De voorgevel van het kasteel is in feite nog steeds dezelfde als die van vandaag.  Alleen de toegangspoort, zoals die is weergegeven op de afbeelding van Sanderus, is anders dan de huidige toegang. Die toegangspoort laat vermoedelijk toe dat een koets door het gebouw kan rijden en dat men dus overdekt kan uitstappen.  Rechts is vermoedelijk een zaal waar bezoekers worden ontvangen en die aansluit op de keuken. Links is er vermoedelijk een bureau waarin mensen ontvangen kunnen worden voor besprekingen.  In deze ruimte is vandaag de oorspronkelijke vloer met rode en zwarte Boomse tegels met figuratieve afwerking bewaard. Deze bureauruimte heeft een buitendeur, die er ook vandaag nog is.

Voorgevel van het kasteel rond 1640 (beeld: Visual Dimension)
Het kasteel vandaag vanuit hetzelfde standpunt (foto: Daniël Pletinckx)
Buitendeur van de bureauruimte, naast de ramen ook nog in het huidige gebouw aanwezig (beeld: Visual Dimension )
De kleine deur van het kasteel van 1640 is vandaag nog steeds aanwezig (foto: Daniël Pletinckx)

Achteraan zien we links de keuken met daaronder de voorraadkelders.  Op de verdieping bevinden zich de persoonlijke vertrekken van de adellijke bewoners en de kapel, net zoals vandaag nog het geval is in het huidige kasteel.

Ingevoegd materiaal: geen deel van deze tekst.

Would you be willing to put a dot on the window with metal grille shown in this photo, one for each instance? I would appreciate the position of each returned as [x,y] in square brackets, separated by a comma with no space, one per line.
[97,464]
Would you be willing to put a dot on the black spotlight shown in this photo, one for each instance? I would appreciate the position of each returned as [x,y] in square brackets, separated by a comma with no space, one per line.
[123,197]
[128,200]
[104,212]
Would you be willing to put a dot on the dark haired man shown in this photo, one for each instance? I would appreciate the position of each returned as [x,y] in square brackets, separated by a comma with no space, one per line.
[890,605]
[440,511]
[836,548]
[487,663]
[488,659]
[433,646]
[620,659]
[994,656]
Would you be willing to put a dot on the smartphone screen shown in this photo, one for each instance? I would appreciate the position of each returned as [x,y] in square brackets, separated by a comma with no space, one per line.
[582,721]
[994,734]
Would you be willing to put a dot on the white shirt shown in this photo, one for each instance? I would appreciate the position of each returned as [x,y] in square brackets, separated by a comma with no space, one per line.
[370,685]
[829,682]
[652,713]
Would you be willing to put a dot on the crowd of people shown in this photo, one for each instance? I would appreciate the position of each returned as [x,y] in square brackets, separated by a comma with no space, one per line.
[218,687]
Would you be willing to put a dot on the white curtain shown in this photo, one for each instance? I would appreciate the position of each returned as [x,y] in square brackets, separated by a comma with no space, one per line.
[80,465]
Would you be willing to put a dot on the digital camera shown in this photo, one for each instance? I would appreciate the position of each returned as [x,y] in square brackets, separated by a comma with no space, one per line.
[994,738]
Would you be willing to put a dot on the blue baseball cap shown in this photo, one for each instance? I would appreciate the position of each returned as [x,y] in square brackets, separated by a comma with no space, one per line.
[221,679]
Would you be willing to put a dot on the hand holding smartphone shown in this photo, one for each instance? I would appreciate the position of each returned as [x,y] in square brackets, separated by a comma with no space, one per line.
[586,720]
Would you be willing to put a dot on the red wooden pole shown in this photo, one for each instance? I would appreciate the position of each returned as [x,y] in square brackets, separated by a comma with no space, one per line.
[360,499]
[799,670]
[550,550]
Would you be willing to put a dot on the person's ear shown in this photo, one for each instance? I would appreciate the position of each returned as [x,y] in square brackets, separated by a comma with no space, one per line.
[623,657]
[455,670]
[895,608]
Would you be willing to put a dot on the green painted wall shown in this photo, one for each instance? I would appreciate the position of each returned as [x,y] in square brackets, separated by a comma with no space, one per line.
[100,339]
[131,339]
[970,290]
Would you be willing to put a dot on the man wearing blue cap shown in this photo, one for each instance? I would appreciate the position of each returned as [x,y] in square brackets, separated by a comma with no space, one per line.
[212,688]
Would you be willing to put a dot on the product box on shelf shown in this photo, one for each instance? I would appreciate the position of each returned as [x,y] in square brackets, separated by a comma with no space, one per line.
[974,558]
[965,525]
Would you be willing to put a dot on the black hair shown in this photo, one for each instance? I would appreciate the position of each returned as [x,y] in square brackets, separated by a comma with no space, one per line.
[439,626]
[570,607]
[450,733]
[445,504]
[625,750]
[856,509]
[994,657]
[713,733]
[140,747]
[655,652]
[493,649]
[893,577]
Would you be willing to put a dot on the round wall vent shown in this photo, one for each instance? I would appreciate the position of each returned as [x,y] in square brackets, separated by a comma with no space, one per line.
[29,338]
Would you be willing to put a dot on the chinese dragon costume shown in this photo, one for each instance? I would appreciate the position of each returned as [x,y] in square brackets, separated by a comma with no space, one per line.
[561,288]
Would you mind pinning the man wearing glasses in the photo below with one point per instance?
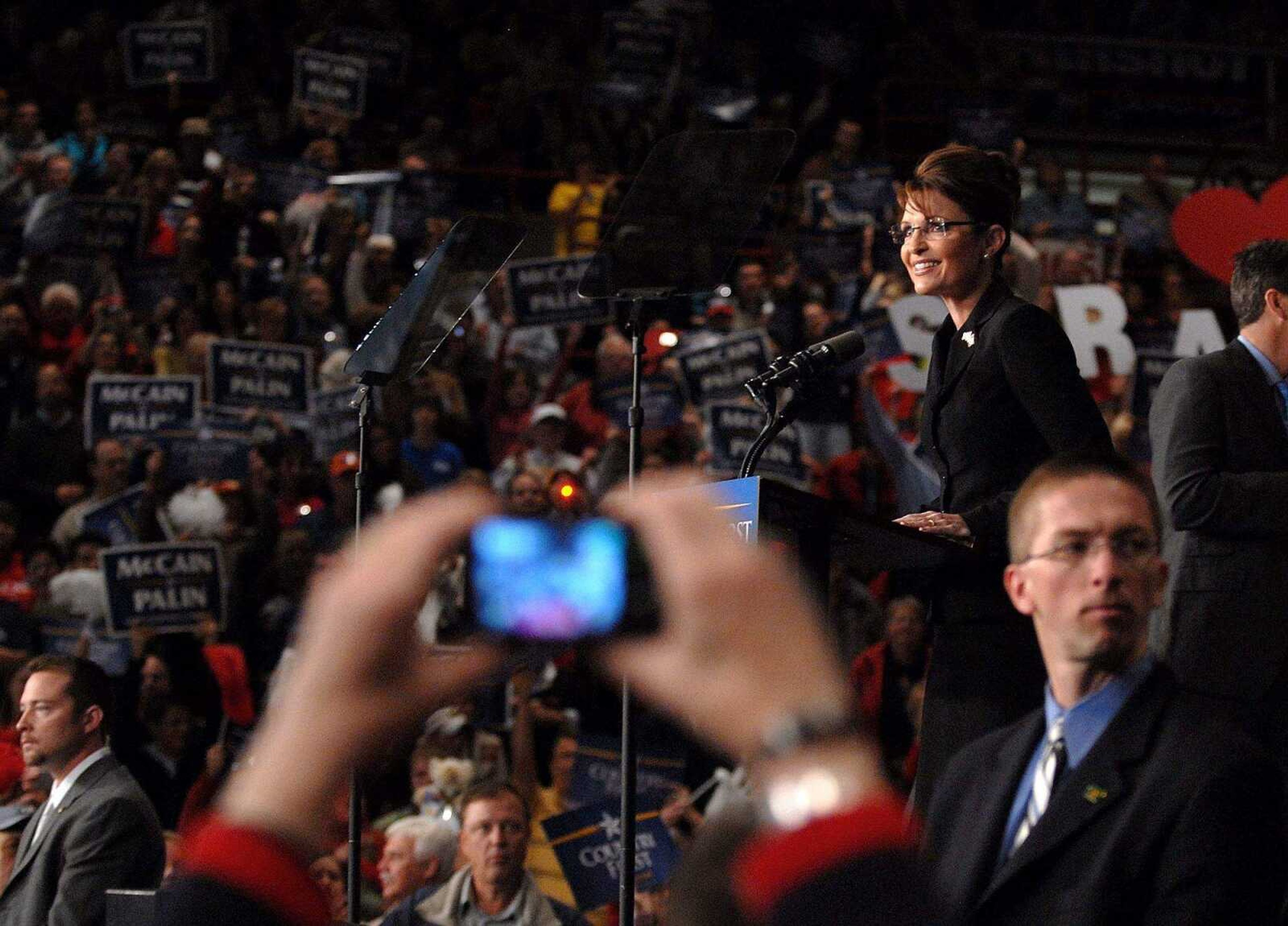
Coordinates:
(492, 888)
(1124, 799)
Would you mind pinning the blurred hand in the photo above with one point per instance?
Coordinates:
(217, 757)
(362, 675)
(741, 646)
(69, 494)
(937, 522)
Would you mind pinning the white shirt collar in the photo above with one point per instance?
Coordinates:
(60, 791)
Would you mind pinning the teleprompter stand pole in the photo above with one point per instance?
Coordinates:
(634, 428)
(361, 404)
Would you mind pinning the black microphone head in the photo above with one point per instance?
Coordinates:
(843, 348)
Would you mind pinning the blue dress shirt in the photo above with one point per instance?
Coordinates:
(1084, 723)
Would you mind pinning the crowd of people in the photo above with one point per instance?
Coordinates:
(233, 234)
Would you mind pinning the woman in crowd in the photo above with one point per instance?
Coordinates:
(1004, 395)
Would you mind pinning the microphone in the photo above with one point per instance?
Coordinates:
(812, 362)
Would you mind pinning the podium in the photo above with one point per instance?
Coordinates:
(816, 532)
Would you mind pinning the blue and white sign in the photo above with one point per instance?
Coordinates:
(597, 771)
(138, 406)
(257, 375)
(163, 586)
(588, 843)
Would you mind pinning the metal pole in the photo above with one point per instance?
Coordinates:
(636, 424)
(355, 886)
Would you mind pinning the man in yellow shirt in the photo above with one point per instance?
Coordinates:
(576, 207)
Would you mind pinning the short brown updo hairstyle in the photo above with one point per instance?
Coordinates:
(984, 184)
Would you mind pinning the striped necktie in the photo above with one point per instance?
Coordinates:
(1050, 766)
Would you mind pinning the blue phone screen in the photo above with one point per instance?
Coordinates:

Achtergevel van het kasteel, met links de keuken, in het midden de traptoren en rechts de ontvangstruimte (beeld: Visual Dimension)

De toren doet niet alleen dienst als uitkijktoren maar laat ook het dienstpersoneel ongezien circuleren door het kasteel.  De spiltrap in de toren verbindt immers de voorraadkelders, de keuken, de ontvangstruimtes en de privévertrekken van de kasteelbewoners met de leefruimtes van het dienstpersoneel op de dakverdieping.

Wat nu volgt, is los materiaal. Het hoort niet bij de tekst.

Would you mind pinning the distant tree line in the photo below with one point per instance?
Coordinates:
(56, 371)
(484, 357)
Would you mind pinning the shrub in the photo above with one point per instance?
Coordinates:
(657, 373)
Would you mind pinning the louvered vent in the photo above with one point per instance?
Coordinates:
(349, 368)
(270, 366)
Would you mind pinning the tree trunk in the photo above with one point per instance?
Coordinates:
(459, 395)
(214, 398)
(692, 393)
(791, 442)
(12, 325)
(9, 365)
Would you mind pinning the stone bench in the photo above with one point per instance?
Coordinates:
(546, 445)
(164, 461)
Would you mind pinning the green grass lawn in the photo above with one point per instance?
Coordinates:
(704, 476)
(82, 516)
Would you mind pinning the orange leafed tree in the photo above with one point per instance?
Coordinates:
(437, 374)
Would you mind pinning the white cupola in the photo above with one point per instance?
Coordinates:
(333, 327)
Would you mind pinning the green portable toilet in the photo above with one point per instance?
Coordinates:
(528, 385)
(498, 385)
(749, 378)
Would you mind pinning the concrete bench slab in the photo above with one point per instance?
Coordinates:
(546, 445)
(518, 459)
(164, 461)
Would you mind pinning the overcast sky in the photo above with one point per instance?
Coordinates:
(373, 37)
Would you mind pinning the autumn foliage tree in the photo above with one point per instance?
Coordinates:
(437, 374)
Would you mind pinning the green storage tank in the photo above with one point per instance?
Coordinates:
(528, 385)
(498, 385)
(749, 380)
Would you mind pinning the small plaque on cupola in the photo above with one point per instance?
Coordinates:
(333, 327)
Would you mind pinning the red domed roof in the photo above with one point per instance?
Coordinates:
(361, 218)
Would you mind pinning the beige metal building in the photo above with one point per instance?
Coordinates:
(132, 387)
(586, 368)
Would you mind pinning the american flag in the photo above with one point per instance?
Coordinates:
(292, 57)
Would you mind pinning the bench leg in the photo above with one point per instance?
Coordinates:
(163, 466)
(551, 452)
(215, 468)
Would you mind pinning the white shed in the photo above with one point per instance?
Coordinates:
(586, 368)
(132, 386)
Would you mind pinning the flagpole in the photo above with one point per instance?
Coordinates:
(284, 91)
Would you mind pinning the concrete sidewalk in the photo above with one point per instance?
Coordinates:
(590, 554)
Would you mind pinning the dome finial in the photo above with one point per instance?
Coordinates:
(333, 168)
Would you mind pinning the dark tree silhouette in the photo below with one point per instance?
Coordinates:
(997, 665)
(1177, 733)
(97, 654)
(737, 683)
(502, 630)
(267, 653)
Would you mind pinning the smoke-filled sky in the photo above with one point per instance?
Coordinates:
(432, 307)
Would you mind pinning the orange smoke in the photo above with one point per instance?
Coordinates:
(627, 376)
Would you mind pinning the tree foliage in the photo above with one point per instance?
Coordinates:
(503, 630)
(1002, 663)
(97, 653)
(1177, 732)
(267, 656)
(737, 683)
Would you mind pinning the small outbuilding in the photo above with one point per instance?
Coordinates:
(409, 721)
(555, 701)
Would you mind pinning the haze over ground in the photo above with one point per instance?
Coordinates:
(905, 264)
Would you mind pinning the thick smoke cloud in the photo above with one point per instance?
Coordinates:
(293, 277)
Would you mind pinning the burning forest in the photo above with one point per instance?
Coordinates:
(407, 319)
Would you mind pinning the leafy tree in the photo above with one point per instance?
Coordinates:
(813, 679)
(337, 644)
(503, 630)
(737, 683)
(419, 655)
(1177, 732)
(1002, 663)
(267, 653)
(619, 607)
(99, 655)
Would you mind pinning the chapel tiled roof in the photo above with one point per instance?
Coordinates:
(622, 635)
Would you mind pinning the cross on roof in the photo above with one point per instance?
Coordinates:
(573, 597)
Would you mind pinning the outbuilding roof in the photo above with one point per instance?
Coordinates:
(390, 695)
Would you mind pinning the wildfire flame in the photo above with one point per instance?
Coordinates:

De traptoren dient zowel als uitkijktoren en als centrale circulatie voor het personeel (beeld: Visual Dimension)

Als uitkijktoren moet de toren hoger zijn dan de toppen van de bomen.  Deze toren wordt ook gebruikt tijdens de jacht.  De knechten, die het wild opsporen, geven signaal naar wachters in de toren, die de adellijke jagers dan in die richting sturen.  De kasteeleigenaars bezitten eigendommen tot in Drongen, aansluitend op het kasteeldomein.

Op de bovenverdieping van het kasteel heeft men een overzicht over de weide omgeving (beeld: Visual Dimension)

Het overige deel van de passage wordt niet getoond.